Happy Walters – Interview

Happy Walters

An interview with the executive producer of the Spawn Soundtrack, and CEO of Immortal Records
by Scott Hefflon

On the Spawn soundtrack, you paired up well-known rock bands with electronic’s top DJs. In ’93, you teamed up rock/metal bands with rap/hip hop artists on the Judgment Night soundtrack. What else have you signed and/or released?
Soundtrack-wise, I’ve done maybe 20, but they’re not all like those two. Like the Bad Boys soundtrack, Robert Altman’s Ready to Wear, and a cool little movie called Love and a .45.

That had Johnny Cash’s “Ring of Fire” and Reverend Horton Heat on it, right?
And Kim Deal doing Nazareth’s “Love Hurts.” It had a little bit of everything.

Is there a theme that runs throughout your soundtracks, or is there a specific criteria a movie has to have for you to do the soundtrack?
No. If I like the project, I’ll do it. The label I run, Immortal, has Korn, The Urge, and Incubus signed to it. I used to manage all the hip hop artists like Cypress Hill and Wu-Tang Clan.

What was your favorite song off the Judgment Night soundtrack?
I really liked Teenage Fanclub and De La Soul’s “Fallin’.” “I Love You Mary Jane” by Cypress Hill and Sonic Youth was really good, as was “Freak Momma” by Sir Mix-A-Lot and Mudhoney.

I liked the dark, creeping quality of “Judgment Night” by Onyx and Biohazard, and “Another Body Murdered” by Boo-Ya Tribe and Faith No More is probably the best crossover shotgun blast, finally topping the Public Enemy and Anthrax team-up. But Slayer and Ice-T working an Exploited cover into “Disorder” really wiped everyone off the playing field as far as sheer aggression goes.
That song was really cool. Slayer is the only act to appear on both the Judgment Night and Spawn soundtracks.

If there are 14 tracks with two bands co-writing each song, that means you coordinated 28 bands/artists. How the hell did you do it?
Actually, we have extras, too. We have 34 bands in all. Basically, I picked bands I liked, talked to them about doing the soundtrack, and asked them to pick four of their favorite artists they’d like to collaborate with. Then I hooked everybody up.

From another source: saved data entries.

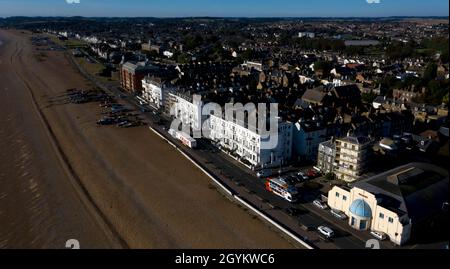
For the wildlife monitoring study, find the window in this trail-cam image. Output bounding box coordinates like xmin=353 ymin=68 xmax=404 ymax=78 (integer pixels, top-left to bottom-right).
xmin=343 ymin=195 xmax=347 ymax=201
xmin=336 ymin=192 xmax=340 ymax=198
xmin=359 ymin=220 xmax=367 ymax=230
xmin=388 ymin=217 xmax=394 ymax=223
xmin=379 ymin=213 xmax=384 ymax=219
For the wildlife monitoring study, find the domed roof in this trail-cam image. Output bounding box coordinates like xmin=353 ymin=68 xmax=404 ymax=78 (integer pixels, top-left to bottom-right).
xmin=349 ymin=199 xmax=372 ymax=218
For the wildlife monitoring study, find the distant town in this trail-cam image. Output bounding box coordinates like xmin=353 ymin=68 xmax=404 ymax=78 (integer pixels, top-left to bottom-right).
xmin=0 ymin=16 xmax=448 ymax=250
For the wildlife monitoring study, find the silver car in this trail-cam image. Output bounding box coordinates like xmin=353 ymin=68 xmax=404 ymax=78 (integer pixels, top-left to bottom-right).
xmin=330 ymin=209 xmax=348 ymax=220
xmin=313 ymin=199 xmax=328 ymax=210
xmin=317 ymin=226 xmax=334 ymax=238
xmin=370 ymin=231 xmax=387 ymax=241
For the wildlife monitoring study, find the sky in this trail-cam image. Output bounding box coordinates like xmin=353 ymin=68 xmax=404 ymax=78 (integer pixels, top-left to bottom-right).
xmin=0 ymin=0 xmax=448 ymax=18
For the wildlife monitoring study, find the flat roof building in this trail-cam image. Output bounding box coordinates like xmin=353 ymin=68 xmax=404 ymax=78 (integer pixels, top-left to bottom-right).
xmin=328 ymin=163 xmax=448 ymax=245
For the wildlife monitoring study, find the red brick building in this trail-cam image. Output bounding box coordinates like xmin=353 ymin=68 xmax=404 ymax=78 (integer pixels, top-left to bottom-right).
xmin=120 ymin=61 xmax=155 ymax=93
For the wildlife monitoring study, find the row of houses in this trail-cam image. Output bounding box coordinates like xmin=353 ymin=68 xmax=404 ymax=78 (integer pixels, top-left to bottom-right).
xmin=142 ymin=77 xmax=294 ymax=169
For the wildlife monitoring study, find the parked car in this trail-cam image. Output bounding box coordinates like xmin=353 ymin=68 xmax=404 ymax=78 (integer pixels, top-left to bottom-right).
xmin=317 ymin=226 xmax=334 ymax=238
xmin=370 ymin=231 xmax=387 ymax=241
xmin=97 ymin=118 xmax=116 ymax=125
xmin=256 ymin=169 xmax=272 ymax=178
xmin=330 ymin=209 xmax=347 ymax=220
xmin=307 ymin=169 xmax=319 ymax=178
xmin=117 ymin=120 xmax=130 ymax=127
xmin=297 ymin=171 xmax=309 ymax=181
xmin=287 ymin=175 xmax=299 ymax=184
xmin=313 ymin=199 xmax=328 ymax=210
xmin=284 ymin=177 xmax=296 ymax=186
xmin=111 ymin=106 xmax=127 ymax=113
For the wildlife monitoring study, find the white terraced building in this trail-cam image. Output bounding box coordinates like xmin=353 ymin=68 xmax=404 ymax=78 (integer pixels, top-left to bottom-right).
xmin=141 ymin=76 xmax=170 ymax=109
xmin=167 ymin=92 xmax=294 ymax=169
xmin=208 ymin=114 xmax=293 ymax=169
xmin=169 ymin=93 xmax=204 ymax=132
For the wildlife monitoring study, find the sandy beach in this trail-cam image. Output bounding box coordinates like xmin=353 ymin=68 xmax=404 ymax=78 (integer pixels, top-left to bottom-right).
xmin=0 ymin=30 xmax=295 ymax=249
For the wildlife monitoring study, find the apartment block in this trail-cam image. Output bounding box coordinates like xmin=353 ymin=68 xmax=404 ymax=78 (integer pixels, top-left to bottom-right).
xmin=334 ymin=135 xmax=373 ymax=182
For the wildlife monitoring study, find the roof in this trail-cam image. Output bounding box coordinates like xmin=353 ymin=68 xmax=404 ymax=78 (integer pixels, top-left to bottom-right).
xmin=333 ymin=84 xmax=361 ymax=100
xmin=296 ymin=121 xmax=326 ymax=133
xmin=301 ymin=88 xmax=328 ymax=104
xmin=354 ymin=163 xmax=448 ymax=222
xmin=293 ymin=98 xmax=310 ymax=110
xmin=122 ymin=61 xmax=156 ymax=74
xmin=350 ymin=199 xmax=372 ymax=218
xmin=439 ymin=126 xmax=449 ymax=138
xmin=320 ymin=139 xmax=336 ymax=150
xmin=380 ymin=138 xmax=395 ymax=146
xmin=338 ymin=135 xmax=372 ymax=145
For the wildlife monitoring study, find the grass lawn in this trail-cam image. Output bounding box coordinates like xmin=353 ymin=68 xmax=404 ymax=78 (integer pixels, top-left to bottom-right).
xmin=75 ymin=57 xmax=119 ymax=83
xmin=45 ymin=34 xmax=87 ymax=48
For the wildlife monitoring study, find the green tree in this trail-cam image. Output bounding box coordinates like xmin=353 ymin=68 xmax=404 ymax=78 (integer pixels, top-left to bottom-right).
xmin=423 ymin=63 xmax=438 ymax=82
xmin=362 ymin=92 xmax=378 ymax=103
xmin=177 ymin=53 xmax=191 ymax=64
xmin=313 ymin=61 xmax=332 ymax=75
xmin=325 ymin=173 xmax=335 ymax=181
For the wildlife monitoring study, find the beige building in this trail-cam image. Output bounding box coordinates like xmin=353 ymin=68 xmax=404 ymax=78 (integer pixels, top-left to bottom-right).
xmin=334 ymin=136 xmax=372 ymax=182
xmin=327 ymin=163 xmax=448 ymax=246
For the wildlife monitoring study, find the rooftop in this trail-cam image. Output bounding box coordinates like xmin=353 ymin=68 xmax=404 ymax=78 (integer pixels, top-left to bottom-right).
xmin=354 ymin=163 xmax=448 ymax=221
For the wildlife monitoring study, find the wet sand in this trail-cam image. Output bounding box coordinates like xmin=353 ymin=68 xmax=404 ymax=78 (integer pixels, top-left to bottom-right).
xmin=0 ymin=30 xmax=295 ymax=249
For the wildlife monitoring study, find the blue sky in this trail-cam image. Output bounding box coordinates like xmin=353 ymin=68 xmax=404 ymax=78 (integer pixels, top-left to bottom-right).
xmin=0 ymin=0 xmax=448 ymax=18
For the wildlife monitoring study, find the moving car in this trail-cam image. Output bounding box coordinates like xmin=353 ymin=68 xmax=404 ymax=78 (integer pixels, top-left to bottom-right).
xmin=330 ymin=209 xmax=347 ymax=220
xmin=317 ymin=226 xmax=334 ymax=238
xmin=370 ymin=231 xmax=387 ymax=241
xmin=313 ymin=199 xmax=328 ymax=210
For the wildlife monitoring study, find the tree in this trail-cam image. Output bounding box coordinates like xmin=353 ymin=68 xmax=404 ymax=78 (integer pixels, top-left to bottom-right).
xmin=385 ymin=41 xmax=415 ymax=60
xmin=443 ymin=92 xmax=449 ymax=105
xmin=325 ymin=173 xmax=335 ymax=181
xmin=183 ymin=34 xmax=203 ymax=51
xmin=362 ymin=92 xmax=378 ymax=103
xmin=423 ymin=63 xmax=438 ymax=82
xmin=313 ymin=61 xmax=332 ymax=75
xmin=177 ymin=53 xmax=191 ymax=64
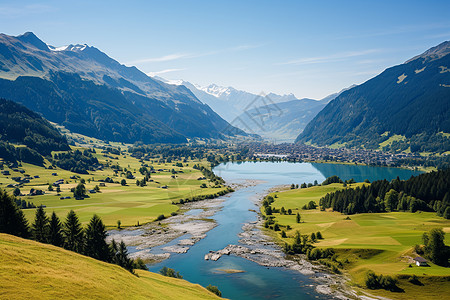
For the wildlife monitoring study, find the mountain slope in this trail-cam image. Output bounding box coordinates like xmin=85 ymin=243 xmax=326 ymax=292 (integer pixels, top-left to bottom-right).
xmin=0 ymin=32 xmax=244 ymax=143
xmin=0 ymin=233 xmax=218 ymax=300
xmin=0 ymin=98 xmax=69 ymax=155
xmin=296 ymin=41 xmax=450 ymax=152
xmin=159 ymin=78 xmax=297 ymax=123
xmin=232 ymin=86 xmax=354 ymax=142
xmin=234 ymin=98 xmax=325 ymax=142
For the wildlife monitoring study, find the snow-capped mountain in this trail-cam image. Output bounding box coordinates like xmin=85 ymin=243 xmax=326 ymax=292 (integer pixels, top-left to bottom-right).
xmin=0 ymin=32 xmax=247 ymax=143
xmin=153 ymin=77 xmax=300 ymax=123
xmin=153 ymin=75 xmax=356 ymax=142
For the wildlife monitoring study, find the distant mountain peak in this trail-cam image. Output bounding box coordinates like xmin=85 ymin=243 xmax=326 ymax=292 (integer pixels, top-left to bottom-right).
xmin=16 ymin=31 xmax=49 ymax=52
xmin=197 ymin=83 xmax=234 ymax=98
xmin=406 ymin=40 xmax=450 ymax=63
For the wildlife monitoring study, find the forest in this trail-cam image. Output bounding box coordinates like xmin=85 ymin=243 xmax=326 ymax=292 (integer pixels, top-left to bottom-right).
xmin=319 ymin=169 xmax=450 ymax=218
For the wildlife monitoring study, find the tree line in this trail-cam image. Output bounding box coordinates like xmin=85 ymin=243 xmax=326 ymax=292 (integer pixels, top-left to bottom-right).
xmin=51 ymin=149 xmax=101 ymax=174
xmin=0 ymin=189 xmax=144 ymax=273
xmin=319 ymin=169 xmax=450 ymax=218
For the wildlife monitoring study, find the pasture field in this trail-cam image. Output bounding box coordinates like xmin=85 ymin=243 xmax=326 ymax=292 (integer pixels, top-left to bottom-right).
xmin=265 ymin=184 xmax=450 ymax=299
xmin=0 ymin=146 xmax=225 ymax=228
xmin=0 ymin=233 xmax=219 ymax=300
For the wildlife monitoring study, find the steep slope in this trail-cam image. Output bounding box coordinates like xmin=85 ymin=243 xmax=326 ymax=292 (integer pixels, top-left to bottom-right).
xmin=0 ymin=32 xmax=244 ymax=143
xmin=296 ymin=41 xmax=450 ymax=153
xmin=0 ymin=98 xmax=69 ymax=155
xmin=0 ymin=233 xmax=218 ymax=300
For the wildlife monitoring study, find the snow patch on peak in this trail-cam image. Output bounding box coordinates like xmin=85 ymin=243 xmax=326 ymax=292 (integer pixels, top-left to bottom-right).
xmin=48 ymin=45 xmax=69 ymax=51
xmin=48 ymin=44 xmax=88 ymax=52
xmin=197 ymin=83 xmax=234 ymax=98
xmin=66 ymin=44 xmax=88 ymax=52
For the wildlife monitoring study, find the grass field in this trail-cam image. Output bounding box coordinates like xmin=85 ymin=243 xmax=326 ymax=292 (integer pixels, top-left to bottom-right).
xmin=0 ymin=146 xmax=226 ymax=228
xmin=264 ymin=184 xmax=450 ymax=299
xmin=0 ymin=233 xmax=219 ymax=300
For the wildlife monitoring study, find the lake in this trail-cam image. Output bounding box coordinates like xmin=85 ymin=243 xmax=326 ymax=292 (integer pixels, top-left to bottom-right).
xmin=147 ymin=162 xmax=422 ymax=299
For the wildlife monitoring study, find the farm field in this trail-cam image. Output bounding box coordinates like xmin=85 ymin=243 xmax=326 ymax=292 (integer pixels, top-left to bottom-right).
xmin=0 ymin=233 xmax=219 ymax=300
xmin=265 ymin=183 xmax=450 ymax=299
xmin=0 ymin=146 xmax=226 ymax=228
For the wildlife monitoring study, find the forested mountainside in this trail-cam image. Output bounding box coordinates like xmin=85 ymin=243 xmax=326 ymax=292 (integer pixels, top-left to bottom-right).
xmin=296 ymin=41 xmax=450 ymax=153
xmin=0 ymin=98 xmax=70 ymax=165
xmin=0 ymin=32 xmax=245 ymax=144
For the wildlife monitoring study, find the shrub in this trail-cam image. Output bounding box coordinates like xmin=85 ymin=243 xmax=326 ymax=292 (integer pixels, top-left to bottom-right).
xmin=133 ymin=258 xmax=148 ymax=270
xmin=206 ymin=285 xmax=222 ymax=297
xmin=365 ymin=271 xmax=399 ymax=291
xmin=159 ymin=266 xmax=182 ymax=279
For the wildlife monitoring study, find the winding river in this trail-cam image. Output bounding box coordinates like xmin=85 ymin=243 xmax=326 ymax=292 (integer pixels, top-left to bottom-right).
xmin=147 ymin=162 xmax=422 ymax=299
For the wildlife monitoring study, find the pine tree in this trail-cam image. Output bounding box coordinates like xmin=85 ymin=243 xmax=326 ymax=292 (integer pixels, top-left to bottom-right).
xmin=85 ymin=214 xmax=110 ymax=261
xmin=63 ymin=210 xmax=84 ymax=253
xmin=32 ymin=206 xmax=50 ymax=243
xmin=49 ymin=212 xmax=63 ymax=247
xmin=0 ymin=189 xmax=30 ymax=238
xmin=296 ymin=212 xmax=301 ymax=223
xmin=112 ymin=241 xmax=134 ymax=273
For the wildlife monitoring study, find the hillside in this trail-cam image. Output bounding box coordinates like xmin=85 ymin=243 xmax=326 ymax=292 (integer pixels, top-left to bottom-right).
xmin=0 ymin=32 xmax=245 ymax=143
xmin=296 ymin=41 xmax=450 ymax=153
xmin=0 ymin=233 xmax=218 ymax=300
xmin=0 ymin=98 xmax=69 ymax=155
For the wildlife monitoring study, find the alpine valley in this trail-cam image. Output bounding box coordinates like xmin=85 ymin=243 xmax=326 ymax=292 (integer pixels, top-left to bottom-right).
xmin=0 ymin=32 xmax=247 ymax=144
xmin=1 ymin=11 xmax=450 ymax=300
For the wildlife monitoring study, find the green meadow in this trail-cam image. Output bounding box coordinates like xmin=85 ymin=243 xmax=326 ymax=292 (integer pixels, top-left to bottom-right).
xmin=265 ymin=184 xmax=450 ymax=299
xmin=0 ymin=147 xmax=225 ymax=228
xmin=0 ymin=234 xmax=219 ymax=300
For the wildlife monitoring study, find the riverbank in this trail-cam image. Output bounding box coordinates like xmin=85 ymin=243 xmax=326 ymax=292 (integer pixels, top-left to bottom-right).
xmin=202 ymin=185 xmax=360 ymax=299
xmin=106 ymin=179 xmax=264 ymax=264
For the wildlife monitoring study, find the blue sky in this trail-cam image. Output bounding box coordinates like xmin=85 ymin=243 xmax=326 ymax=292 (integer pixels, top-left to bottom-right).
xmin=1 ymin=0 xmax=450 ymax=99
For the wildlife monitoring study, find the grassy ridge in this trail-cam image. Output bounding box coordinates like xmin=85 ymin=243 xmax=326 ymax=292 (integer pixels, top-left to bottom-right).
xmin=265 ymin=184 xmax=450 ymax=299
xmin=0 ymin=233 xmax=219 ymax=300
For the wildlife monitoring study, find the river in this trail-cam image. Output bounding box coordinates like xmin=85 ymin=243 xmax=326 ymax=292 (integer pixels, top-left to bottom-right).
xmin=146 ymin=162 xmax=422 ymax=299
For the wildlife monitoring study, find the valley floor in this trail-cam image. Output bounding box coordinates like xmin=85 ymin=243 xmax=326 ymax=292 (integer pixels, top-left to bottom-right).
xmin=262 ymin=184 xmax=450 ymax=299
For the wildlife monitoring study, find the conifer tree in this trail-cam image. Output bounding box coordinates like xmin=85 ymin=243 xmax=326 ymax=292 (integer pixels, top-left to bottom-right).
xmin=32 ymin=206 xmax=50 ymax=243
xmin=49 ymin=211 xmax=64 ymax=247
xmin=85 ymin=214 xmax=110 ymax=261
xmin=0 ymin=189 xmax=30 ymax=238
xmin=63 ymin=210 xmax=84 ymax=253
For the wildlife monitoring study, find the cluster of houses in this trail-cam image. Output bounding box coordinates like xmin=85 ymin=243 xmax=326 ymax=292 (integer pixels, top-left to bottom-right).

Was there a lot of overlap – bands requesting other bands you already wanted to work with?
Yeah, a lot of the bands were requesting each other.

Were there any real surprises? Putting two bands in the studio together and getting back something entirely different than you’d expected?
On Judgment Night, Teenage Fanclub was like that, and on Spawn, Filter and The Crystal Method really came together well. Silverchair surprised me because I didn’t think they’d do anything like “Spawn,” and even though Incubus is on my label and I love them, I’d have to say “Familiar” is one of my favorite songs. I thought the Slayer/Atari Teenage Riot came out really cool. I wasn’t sure how that was going to come out at all, but it turned out really well.

Metallica wasn’t actually on “For Whom The Bell Tolls (The Irony Of It All)” by DJ Spooky, were they?
No, that was mostly Spooky. Kirk was involved in the Orbital track, but I don’t think Metallica recut any vocals or anything. They were into it, but Spooky pretty much did it all.

That track stands out as the most electronic-oriented song. Were there any other songs were the DJ really took control over the song over the rock band?
Most of the songs were really collaborative, the bands hanging out in the studio together. It really just depended on what each person brought to the song, and how the creative process developed between them.

Besides helping the bands stretch themselves, producing a song they might never have been able to do on their own, what was your intention when you came up the idea?
I was really kinda hoping to turn Middle America onto electronic music. Giving them a Prodigy record, a Chemical Brothers record, or a Daft Punk record and saying, “Here. Like this,” it might be a bit much. But if you give them Filter and they learn about The Crystal Method in the process, then they can follow up on the bands they’re interested in. It’s an introduction, a crash course in electronic music.

You mentioned you have more tracks that didn’t make it to the soundtrack?
They came in late and we didn’t have time to put them on. They’re really good too. We’ve got a Primus track with Meat Beat Manifesto, a Morphine track with the Power 440, Gravity Kills did a track with Moby, and we have more in the works. We might put out those tracks and a few remixes toward the end of the year. It all depends on how that would be viewed. I don’t want it to look like I’m putting out another volume just to make money, but I can’t let these tracks that have never been released just sit here.

What do you plan on releasing in the future?
I’ll keep my eye out for cool movies to do soundtracks to. I actually had the idea for this soundtrack quite some time ago, but I wanted to wait for the right movie to put the musical idea with.

How did you know Spawn was the right movie for a rock/electronic collaboration?
The movie lent itself to upbeat electronic music and well as rock, lots of chase scenes. It just seemed to fit.